As she settles in to her research, Karolina seems to be increasingly restless. She spies lovers in the cemetery who fascinate her. She begins to frequent the snooker room of her hotel where the regulars, all male, are coarse, frequently lecherous – farmers, policemen, reservists. On Saturday nights she takes to the dance floor to lose herself in the arms of a man referred to throughout as “that Kolyn fellow”, theirs a connection based solely only on comparable tango skills. She tends to drink heavily, retreating when necessary to the Ladies Bar where she regularly encounters Pol, a singing lawyer, delightfully described throughout as amphibious, watery, and humid. He is a source of background information upon whom he she tends to rely as local political undertones begin to rise to the surface. Basil is also a helpful bellwether in this regard, as he possesses an uncanny ability to analyze the natures of others on sight and, as it turns out, foretell death. And then there is Jess, a red headed man who is singled out for her by Basil when they first see him. He is an economic analyst on a sabbatical to study, for himself, Buddhist philosophy, longing to learn to live in the moment and to overcome a persistent fear of death.

It is clear that Karolina is at a tremendous loss as she tries to find a rhythm to life in this small town. Loss intermingled with longing. She has destroyed or divested herself of most of her possessions.

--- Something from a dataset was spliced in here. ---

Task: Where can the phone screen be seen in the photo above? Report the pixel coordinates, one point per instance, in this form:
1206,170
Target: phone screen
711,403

She is plagued by a sense that she disappointed and was disappointed by her father, also an entomologist from who she inherited her early and long standing fascination with insects. He had died just hours before she reached his bedside. She had imagined herself capable of dedicating herself to her studies without the bother of emotional entanglements. Now, in her dreams she is haunted by strange visitations and lewd sexual fantasies involving not only past friends and lovers, but characters from her immediate environs. By day her observations and interactions with others are a mix of curiousity, compassion and clinical dissection. By night she struggles with a desire for physical comfort and a need for space. As personal tragedies and political tensions in the town move toward a dramatic eruption, Karolina will ultimately find the ability to surrender and move forward with her own life.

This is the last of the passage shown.